10年前からオリジナル靴を販売 既製品より高くても顧客からは好評

バッグやアパレルも置く ブティック雰囲気の店

 東京・品川区の東急線・武蔵小山駅東口から伸びるアーケード商店街パルム。賑わいのあるこの商店街の中で、個性的な品ぞろえの営業をしているのが「フィール(feel)」だ。シューズショップというよりも、ブティックのようなイメージ。創業時は靴店としてのスタートではあったが、イタリア製のバッグを陳列し、奥のスペースにはアパレル売場を設けている。
「靴は減らして、バッグや洋服も扱う物販店といった感じです。靴だけだと商売のリスクが大きい。洋服はパンツを買ったらシャツやパーカーもというセット買いがありますが、靴ではいちどに2〜3足買う人は稀です。アパレル類をそろえているとやはり客単価が違ってきます」(岸 光一店主)。 
 靴種を減らした分、品ぞろえは絞り込んでいる。扱っている靴の大半は?フィール≠フ屋号ブランドのオリジナル。

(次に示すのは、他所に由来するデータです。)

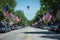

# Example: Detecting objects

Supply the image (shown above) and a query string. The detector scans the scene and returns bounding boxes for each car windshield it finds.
[0,25,4,28]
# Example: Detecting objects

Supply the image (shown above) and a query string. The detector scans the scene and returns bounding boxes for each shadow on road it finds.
[23,31,55,34]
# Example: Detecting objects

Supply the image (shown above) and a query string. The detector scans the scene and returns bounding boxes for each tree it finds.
[14,10,27,25]
[0,0,16,20]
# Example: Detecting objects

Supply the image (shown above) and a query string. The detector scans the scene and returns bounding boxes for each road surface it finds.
[0,27,60,40]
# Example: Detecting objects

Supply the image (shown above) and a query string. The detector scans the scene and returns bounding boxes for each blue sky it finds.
[15,0,40,20]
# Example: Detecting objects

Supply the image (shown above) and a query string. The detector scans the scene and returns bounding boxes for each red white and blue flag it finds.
[10,13,15,20]
[4,11,9,18]
[56,10,60,19]
[16,16,20,22]
[45,12,52,21]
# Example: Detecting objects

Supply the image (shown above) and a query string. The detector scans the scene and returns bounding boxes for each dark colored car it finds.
[49,25,56,31]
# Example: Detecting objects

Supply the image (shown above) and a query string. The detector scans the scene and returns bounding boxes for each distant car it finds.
[49,25,56,31]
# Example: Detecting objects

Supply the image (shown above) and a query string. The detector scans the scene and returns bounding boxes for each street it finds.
[0,27,60,40]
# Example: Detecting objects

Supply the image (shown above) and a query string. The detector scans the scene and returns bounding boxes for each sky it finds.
[15,0,40,20]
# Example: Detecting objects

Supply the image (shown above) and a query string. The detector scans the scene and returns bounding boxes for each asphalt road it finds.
[0,27,60,40]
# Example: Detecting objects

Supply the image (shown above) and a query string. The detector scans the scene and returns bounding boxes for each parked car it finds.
[55,25,60,32]
[49,25,56,31]
[0,23,11,32]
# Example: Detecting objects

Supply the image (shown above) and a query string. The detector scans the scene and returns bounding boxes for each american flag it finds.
[4,11,9,18]
[45,12,52,21]
[10,13,15,20]
[43,15,45,21]
[16,16,20,22]
[56,10,60,19]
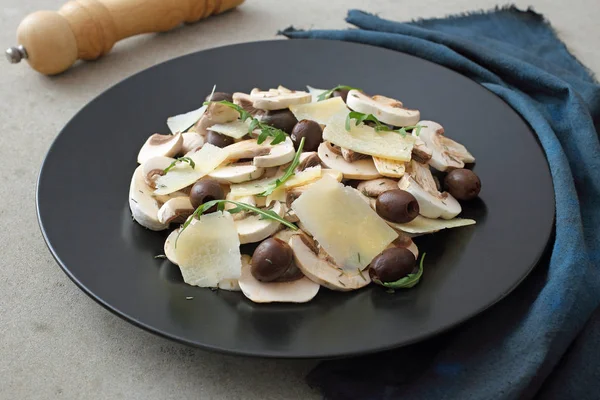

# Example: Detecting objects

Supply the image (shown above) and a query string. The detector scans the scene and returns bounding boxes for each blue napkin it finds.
[280,7,600,400]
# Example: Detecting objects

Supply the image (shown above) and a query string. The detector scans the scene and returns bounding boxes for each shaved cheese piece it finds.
[306,85,327,103]
[290,97,350,125]
[292,176,398,271]
[210,119,250,139]
[373,157,406,178]
[167,106,207,133]
[386,215,476,235]
[175,211,242,287]
[323,115,415,161]
[154,143,229,195]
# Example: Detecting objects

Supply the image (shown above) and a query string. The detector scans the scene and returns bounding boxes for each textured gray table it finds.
[0,0,600,400]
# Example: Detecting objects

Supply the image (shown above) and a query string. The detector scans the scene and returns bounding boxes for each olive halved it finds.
[260,109,298,134]
[290,119,323,151]
[250,238,294,282]
[375,189,420,224]
[369,247,417,283]
[444,168,481,200]
[190,178,225,212]
[206,130,233,148]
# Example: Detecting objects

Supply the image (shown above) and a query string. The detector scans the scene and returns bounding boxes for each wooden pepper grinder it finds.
[6,0,244,75]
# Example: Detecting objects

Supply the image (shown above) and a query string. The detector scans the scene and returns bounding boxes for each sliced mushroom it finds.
[317,142,381,180]
[398,160,462,219]
[129,165,167,231]
[239,255,320,303]
[250,88,312,111]
[419,121,475,171]
[373,157,406,178]
[346,90,421,126]
[235,201,285,244]
[181,132,206,154]
[142,156,175,189]
[342,147,370,163]
[158,196,194,225]
[289,235,371,292]
[356,178,398,197]
[208,162,265,183]
[138,133,183,164]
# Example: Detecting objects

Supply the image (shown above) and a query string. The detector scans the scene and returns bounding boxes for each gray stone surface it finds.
[0,0,600,400]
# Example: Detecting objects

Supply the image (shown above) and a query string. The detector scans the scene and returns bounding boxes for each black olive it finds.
[260,109,298,134]
[444,169,481,200]
[206,130,233,148]
[369,247,417,282]
[205,92,233,103]
[375,189,419,224]
[290,119,323,151]
[190,178,225,212]
[250,238,294,282]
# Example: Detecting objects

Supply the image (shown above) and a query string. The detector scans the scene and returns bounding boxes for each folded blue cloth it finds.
[281,7,600,400]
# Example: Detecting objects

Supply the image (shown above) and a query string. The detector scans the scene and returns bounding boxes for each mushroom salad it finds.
[129,86,481,303]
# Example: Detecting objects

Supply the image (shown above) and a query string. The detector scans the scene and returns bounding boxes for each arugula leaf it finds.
[376,253,427,289]
[317,85,362,101]
[163,157,196,174]
[259,138,304,197]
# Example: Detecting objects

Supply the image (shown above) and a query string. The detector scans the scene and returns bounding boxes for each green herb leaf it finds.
[317,85,362,101]
[377,253,426,289]
[163,157,196,174]
[259,138,304,197]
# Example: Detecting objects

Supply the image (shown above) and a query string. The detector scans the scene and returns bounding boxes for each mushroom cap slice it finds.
[289,235,371,292]
[346,90,421,126]
[419,121,475,171]
[158,196,194,225]
[239,255,320,303]
[317,142,381,180]
[137,133,183,164]
[208,162,265,183]
[356,178,398,197]
[250,88,312,111]
[129,165,167,231]
[235,201,285,244]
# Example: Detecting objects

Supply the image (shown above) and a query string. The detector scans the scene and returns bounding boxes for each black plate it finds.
[37,40,554,357]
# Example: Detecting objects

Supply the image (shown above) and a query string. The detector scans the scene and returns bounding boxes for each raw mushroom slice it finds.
[208,162,265,183]
[419,121,475,171]
[239,255,320,303]
[158,196,194,225]
[181,132,206,155]
[398,161,462,219]
[317,142,381,180]
[129,165,167,231]
[235,202,285,244]
[250,89,312,111]
[373,156,406,178]
[346,90,421,126]
[289,235,371,292]
[356,178,398,197]
[138,133,183,164]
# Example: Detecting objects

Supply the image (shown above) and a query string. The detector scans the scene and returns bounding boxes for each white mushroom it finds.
[138,133,183,164]
[317,142,381,180]
[235,201,285,244]
[208,162,265,183]
[250,88,312,110]
[398,160,462,219]
[419,121,475,171]
[239,255,320,303]
[356,178,398,197]
[181,132,206,154]
[289,235,371,292]
[158,196,194,225]
[346,90,421,126]
[129,165,167,231]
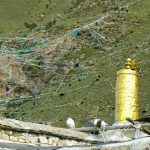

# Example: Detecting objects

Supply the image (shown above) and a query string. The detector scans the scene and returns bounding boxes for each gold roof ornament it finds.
[115,58,139,122]
[125,58,138,70]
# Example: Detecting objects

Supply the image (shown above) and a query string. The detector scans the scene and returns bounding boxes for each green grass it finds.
[1,0,150,127]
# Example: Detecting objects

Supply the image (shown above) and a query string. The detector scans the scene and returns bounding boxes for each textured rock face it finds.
[0,55,26,83]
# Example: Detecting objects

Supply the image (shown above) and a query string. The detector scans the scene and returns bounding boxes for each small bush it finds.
[24,22,37,30]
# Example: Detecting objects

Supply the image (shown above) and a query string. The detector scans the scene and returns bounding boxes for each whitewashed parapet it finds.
[0,118,98,146]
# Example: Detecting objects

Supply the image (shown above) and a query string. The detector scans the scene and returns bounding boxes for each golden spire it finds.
[125,58,138,70]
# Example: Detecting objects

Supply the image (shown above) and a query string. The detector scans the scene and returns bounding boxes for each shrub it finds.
[24,22,37,30]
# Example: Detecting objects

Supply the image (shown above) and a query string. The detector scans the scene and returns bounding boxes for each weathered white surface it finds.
[0,118,98,141]
[60,137,150,150]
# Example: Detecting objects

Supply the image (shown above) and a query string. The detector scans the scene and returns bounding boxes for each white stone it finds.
[39,135,48,144]
[48,138,53,145]
[10,136,19,142]
[1,133,9,140]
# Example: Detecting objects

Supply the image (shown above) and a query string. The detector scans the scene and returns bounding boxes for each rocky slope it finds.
[1,0,150,127]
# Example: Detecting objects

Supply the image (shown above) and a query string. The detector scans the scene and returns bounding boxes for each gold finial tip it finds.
[125,58,137,70]
[126,58,131,62]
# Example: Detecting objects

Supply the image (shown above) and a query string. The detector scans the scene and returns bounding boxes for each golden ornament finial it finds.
[125,58,132,69]
[125,58,138,70]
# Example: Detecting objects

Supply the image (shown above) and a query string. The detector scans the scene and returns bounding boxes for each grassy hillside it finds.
[0,0,150,127]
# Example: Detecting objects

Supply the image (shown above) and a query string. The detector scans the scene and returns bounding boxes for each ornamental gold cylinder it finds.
[115,68,139,122]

革にこだわり、製造は問屋とのつながりで小ロット生産が可能な国内メーカーに依頼している。10年ほど前から扱っており、きっかけは信頼できる問屋とのデザインに関する意見のやりとりだった。
「どこのメーカーや問屋も扱う靴が画一的、といったら『デザインは変えられますよ』といわれました。絵を描いて考えるのが好きだったので、面白みを感じて発注してみた。納品された商品はイメージ通りで、売れ行きもよかった。それからオリジナルを定番化しました」。

付加価値を付け 価格競争を避ける

 オリジナルシューズは、問屋が扱う既成靴をアレンジしている。ここでは、アレンジの希望にメーカーが応じてくれるかを、問屋を通して確認してもらい、小ロット生産OKなら依頼するという流れだ。
アレンジはアッパーなどの素材やカラー変更で、これらの組み合わせ方などをポイントに置く。さらにインソールにはメーカー名ではなく屋号の「feel」の文字を入れ、オリジナリティをより強調する。付加価値をつけることで価格競争を避けると同時に、独自の販売価格を設定できるメリットがある。
「既成のものより高い革を使い、あまり使われないような色の組み合わせを重視しています。問屋さんがあつかう既製品の上代が1万3000円のものが、うちでは1万5400円で値付けができる。しかもこちらのほうが売れます」。
 ファッションに鋭敏な女性ファンをつかみ、地元だけでなく、川崎など近郊の人もと電車で来てくれるようになった。広域の女性客を呼び込む、という点においてもオリジナルシューズは魅力的な商材になっている。

独自性は差別化と生き残り戦略

 店づくりや品ぞろえで独自性にこだわるのはもうひとつ理由がある。差別化であり、生き残りのための戦略だ。「革靴にはこだわりたいし、百貨店さんが扱う商品も売りたくない。そうなると必然的に店独自のイメージとか雰囲気を打ち出さざるを得ません」という。
 また「若い世代やおしゃれに敏感な人たちは、モールやファッションビルに行ってしまい、地元靴屋では買い物をしない」という危機感もある。革靴へのこだわりと、オリジナリティある店づくりへの注力は、こうした対策も考慮に入れてのもの。一見高そうな商品を扱っている感はあるが、売れ筋のボリュームゾーンは1万3000〜1万5000円のライン。手の届きやすい価格でショッピングが楽しめるのも、来店客に好評のようだ。
 フィールは来春にかけ一部を改装してリニューアルを行う。目的はさらなるイメージの明確にするためだ。靴自体の数は減らすものの、オリジナルシューズの品数は増やすという。春には全部で約20種類と充実させ、3月のスタート時にはバッグと洋服とを併せながら打ち出していく。